Buy LIC Housing Finance Ltd For Target Rs. 685 By JM Financial Services

LIC HF reported a beat in PAT of +6% JMFe at INR 13.7bn (+25%/-4% YoY/QoQ) led by margins inch up of +16bps QoQ. NIM expansion was driven by ~19bps decline in CoF and one-off interest recoveries of INR 160mn from NPA accounts. NII grew -3%/+8% YoY/QoQ while higher other income from recoveries from write-offs led to further beat in PPoP (- 1%/+7%YoY/QoQ, +7% JMFe). Disbursements growth was healthy at +5%/+24% YoY/QoQ; with loan book reaching INR 3.1trn (+7%/+3% YoY/QoQ). Asset quality improved with decline in GNPA and credit cost of only ~14bps. Management guided for double digit AUM/disbursements growth in FY26, slight decline in margins and credit costs of ~9-15bps. Given the improvement in growth/asset quality trends, we revised our EPS estimates upward by ~5% for FY26E/FY27E. We expect LICHF to deliver avg. return ratios of ~1.6%/13% RoA/RoE over FY26E/FY27E and hence maintain BUY on the stock with a revised TP of INR 685 valuing at 0.8x FY27E BVPS (vs. earlier TP of INR 590 valued at similar target multiple).

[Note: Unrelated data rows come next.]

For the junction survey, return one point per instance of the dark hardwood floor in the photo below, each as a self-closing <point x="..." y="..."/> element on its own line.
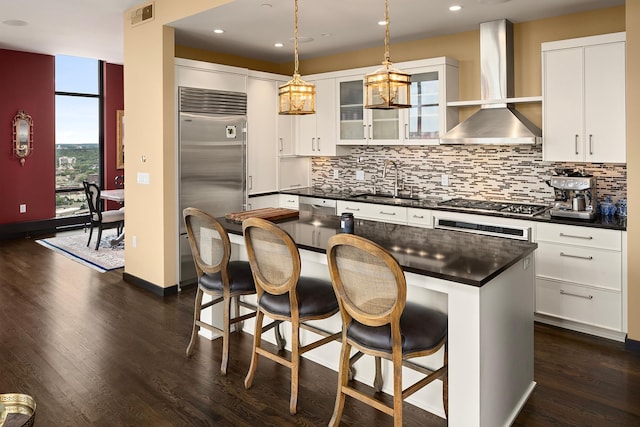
<point x="94" y="350"/>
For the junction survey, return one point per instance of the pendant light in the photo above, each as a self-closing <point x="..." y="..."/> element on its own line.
<point x="297" y="96"/>
<point x="387" y="88"/>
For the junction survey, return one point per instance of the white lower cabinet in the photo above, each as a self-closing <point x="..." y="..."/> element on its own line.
<point x="290" y="201"/>
<point x="383" y="213"/>
<point x="580" y="279"/>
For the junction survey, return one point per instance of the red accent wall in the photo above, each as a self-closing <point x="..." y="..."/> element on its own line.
<point x="114" y="100"/>
<point x="27" y="83"/>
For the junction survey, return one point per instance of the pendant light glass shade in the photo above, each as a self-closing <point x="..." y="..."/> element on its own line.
<point x="297" y="97"/>
<point x="387" y="88"/>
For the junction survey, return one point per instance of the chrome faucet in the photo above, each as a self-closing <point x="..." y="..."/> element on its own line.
<point x="384" y="175"/>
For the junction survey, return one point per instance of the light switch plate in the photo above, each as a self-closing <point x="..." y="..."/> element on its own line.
<point x="143" y="178"/>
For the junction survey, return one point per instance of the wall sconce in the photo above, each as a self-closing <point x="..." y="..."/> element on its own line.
<point x="22" y="136"/>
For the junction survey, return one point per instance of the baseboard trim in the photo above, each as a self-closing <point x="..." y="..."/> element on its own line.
<point x="632" y="345"/>
<point x="153" y="288"/>
<point x="21" y="230"/>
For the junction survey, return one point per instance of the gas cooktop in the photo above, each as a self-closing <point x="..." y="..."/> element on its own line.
<point x="523" y="209"/>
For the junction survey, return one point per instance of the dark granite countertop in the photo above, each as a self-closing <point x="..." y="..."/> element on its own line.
<point x="467" y="258"/>
<point x="613" y="222"/>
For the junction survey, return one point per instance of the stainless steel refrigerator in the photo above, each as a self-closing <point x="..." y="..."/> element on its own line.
<point x="212" y="159"/>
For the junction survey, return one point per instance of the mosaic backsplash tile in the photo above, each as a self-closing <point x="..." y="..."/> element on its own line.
<point x="511" y="173"/>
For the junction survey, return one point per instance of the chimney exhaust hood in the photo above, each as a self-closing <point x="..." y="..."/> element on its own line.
<point x="495" y="123"/>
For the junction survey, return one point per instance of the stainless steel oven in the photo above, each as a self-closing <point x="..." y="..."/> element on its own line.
<point x="480" y="226"/>
<point x="317" y="206"/>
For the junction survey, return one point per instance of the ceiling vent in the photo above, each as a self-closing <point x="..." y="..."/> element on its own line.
<point x="142" y="14"/>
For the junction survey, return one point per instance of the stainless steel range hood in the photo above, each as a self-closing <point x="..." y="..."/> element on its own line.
<point x="495" y="123"/>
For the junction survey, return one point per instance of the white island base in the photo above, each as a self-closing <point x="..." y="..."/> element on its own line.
<point x="490" y="342"/>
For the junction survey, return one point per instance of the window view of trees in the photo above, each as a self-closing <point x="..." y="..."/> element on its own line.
<point x="77" y="131"/>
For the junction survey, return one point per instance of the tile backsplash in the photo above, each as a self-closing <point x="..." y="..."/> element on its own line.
<point x="512" y="173"/>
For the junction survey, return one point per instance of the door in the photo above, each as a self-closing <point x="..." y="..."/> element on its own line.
<point x="563" y="105"/>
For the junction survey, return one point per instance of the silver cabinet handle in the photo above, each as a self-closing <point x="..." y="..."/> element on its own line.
<point x="576" y="237"/>
<point x="563" y="292"/>
<point x="588" y="258"/>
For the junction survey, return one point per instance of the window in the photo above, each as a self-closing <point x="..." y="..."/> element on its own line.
<point x="79" y="127"/>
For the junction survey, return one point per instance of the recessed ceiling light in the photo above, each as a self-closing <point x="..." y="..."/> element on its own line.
<point x="15" y="22"/>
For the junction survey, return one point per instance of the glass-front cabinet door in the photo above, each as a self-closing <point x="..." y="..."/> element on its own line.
<point x="360" y="126"/>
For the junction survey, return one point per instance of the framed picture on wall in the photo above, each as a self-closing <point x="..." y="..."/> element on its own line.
<point x="120" y="139"/>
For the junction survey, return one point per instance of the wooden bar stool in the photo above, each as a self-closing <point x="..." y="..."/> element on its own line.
<point x="377" y="320"/>
<point x="283" y="295"/>
<point x="218" y="277"/>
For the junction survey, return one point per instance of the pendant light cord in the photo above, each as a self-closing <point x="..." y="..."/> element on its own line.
<point x="387" y="59"/>
<point x="295" y="37"/>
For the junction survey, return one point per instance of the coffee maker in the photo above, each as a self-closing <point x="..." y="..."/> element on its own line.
<point x="575" y="196"/>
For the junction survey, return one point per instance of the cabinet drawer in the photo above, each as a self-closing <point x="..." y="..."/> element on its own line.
<point x="419" y="217"/>
<point x="599" y="307"/>
<point x="288" y="201"/>
<point x="582" y="265"/>
<point x="580" y="236"/>
<point x="384" y="213"/>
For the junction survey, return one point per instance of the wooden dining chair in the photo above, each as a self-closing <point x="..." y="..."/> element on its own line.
<point x="222" y="279"/>
<point x="284" y="295"/>
<point x="99" y="218"/>
<point x="377" y="320"/>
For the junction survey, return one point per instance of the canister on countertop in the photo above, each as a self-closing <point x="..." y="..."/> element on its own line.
<point x="346" y="222"/>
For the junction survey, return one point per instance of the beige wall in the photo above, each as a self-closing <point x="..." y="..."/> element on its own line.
<point x="633" y="163"/>
<point x="150" y="140"/>
<point x="150" y="113"/>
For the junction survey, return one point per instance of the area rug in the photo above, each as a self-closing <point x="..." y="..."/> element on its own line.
<point x="74" y="246"/>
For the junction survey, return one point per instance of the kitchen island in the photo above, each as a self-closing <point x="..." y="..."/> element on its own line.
<point x="485" y="285"/>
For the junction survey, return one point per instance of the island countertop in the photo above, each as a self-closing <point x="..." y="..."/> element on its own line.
<point x="455" y="256"/>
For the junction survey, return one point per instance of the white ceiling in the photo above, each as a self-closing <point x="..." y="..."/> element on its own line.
<point x="94" y="28"/>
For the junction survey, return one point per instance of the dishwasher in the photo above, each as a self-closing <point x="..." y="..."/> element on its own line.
<point x="317" y="206"/>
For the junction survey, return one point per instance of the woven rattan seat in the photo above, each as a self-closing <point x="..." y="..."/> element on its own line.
<point x="284" y="296"/>
<point x="371" y="290"/>
<point x="218" y="277"/>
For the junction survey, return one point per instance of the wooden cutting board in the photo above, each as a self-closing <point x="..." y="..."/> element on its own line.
<point x="270" y="214"/>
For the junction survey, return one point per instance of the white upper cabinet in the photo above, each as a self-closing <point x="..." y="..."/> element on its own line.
<point x="262" y="159"/>
<point x="434" y="82"/>
<point x="316" y="133"/>
<point x="584" y="99"/>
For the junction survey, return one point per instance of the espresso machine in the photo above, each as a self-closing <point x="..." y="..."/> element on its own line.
<point x="575" y="196"/>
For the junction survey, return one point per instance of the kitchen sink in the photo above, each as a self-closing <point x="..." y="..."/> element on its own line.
<point x="384" y="198"/>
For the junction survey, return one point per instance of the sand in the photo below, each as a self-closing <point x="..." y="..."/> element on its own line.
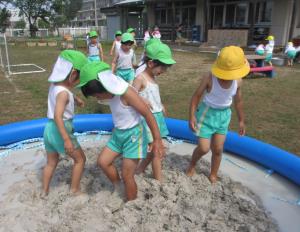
<point x="178" y="204"/>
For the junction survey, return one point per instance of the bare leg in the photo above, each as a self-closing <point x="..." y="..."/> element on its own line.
<point x="128" y="170"/>
<point x="144" y="164"/>
<point x="199" y="151"/>
<point x="52" y="161"/>
<point x="105" y="161"/>
<point x="78" y="166"/>
<point x="217" y="149"/>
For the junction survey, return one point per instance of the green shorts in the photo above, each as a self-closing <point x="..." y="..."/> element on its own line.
<point x="268" y="57"/>
<point x="212" y="121"/>
<point x="260" y="52"/>
<point x="53" y="141"/>
<point x="131" y="143"/>
<point x="291" y="54"/>
<point x="126" y="74"/>
<point x="162" y="126"/>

* Healthy disbursements growth: Disbursements during the quarter was healthy at INR 192bn (+5%YoY, +24% QoQ); with loan book reaching INR 3.1 trn (+7% YoY, +3% QoQ). The individual home loans grew (+7% YoY/ +3% QoQ) and LAP grew (+6% YoY, +3% QoQ). Project loans grew +15% YoY, +5% QoQ, however, management guided for a cautious approach in the segment with focus only on quality customers with BBB and above ratings. Management guides for double digit AUM and disbursements growth in FY26 backed by higher growth in affordable housing and project loans. The company disbursed ~INR4.3bn affordable housing loans in FY25 and will be focusing more on infrastructure, support and training in this segment aiming at INR 25bn AUM in FY26. We estimate AUM CAGR of ~9% over FY25-27E.
* Strong operating beat led by margins inch up; credit costs favourable: NII growth during the quarter was healthy at +8% QoQ, -1% YoY led by margins inch up of +16bps QoQ. This was led by interest recoveries of INR 160mn during the quarter (total interest recoveries of INR 4bn in FY25). CoFs declined -19bps QoQ and yields moved up +2bps QoQ. Higher other income (+57% QoQ) largely from recoveries from write-offs led to further beat in PPoP (-1%/+7%YoY/QoQ, +7% JMFe). Opex increased to INR 4.5bn (+18% YoY, +27% QoQ) which was elevated due to advertisement, publicity, CSR, contest/competitions, fees and commission, etc. Lower than estimated credit costs of 14bps of total loans (vs -6bps QoQ) was offset by lower tax which led to PAT beat of +6% JMFe at INR 13.7bn (+25% YoY, -4% QoQ). Mgmt. guided for NIMs of ~2.6-2.8% for FY26E (vs 2.9% in 4Q25) as company took 25bps cut in PLR rates in Apr’25 which will be fully transmitted by 1Jul’25. Management aims to keep spreads in the range of ~2% (1.95% in Q4FY25). We expect margins to decline by ~20bps in FY26.
* Healthy asset quality: Gross stage-3/ Net stage-3 fell by -28bps/ -24bps QoQ to 2.5%/ 1.2%. Gross stage-3 for individual housing book improved -11bps QoQ to 1.1%, nonhousing individual loans improved to 3.9% (-74bps QoQ) and project loans improved - 248bps QoQ to 24.5%. PCR on stage-3 moved up +376bps QoQ and stage-2 declined - 68bps QoQ. Total technical write-offs during the quarter stood at INR 1.7bn (6bps of total loans) while recovery from write-offs stood at INR 1bn. Management expects the recovery to continue as the company still has ~INR80-90bn portfolio in default in its project loans which are undergoing recoveries/resolution. Total ECL cover on the book at 1.6% remains comfortable. We build in avg. credit costs over ~24bps for FY26-27E.
* Valuation and view: We expect LICHF to deliver avg return ratios of 1.6%/13% RoA/RoE over FY26E/FY27E on the back of pick up in loan growth (largely from affordable segment) and lower credit costs led by recoveries, partially offset by margin decline. We maintain BUY on the stock with a revised TP of INR 685 valuing at 0.8x FY27E BVPS (vs earlier TP of INR 590 valued at similar target multiple).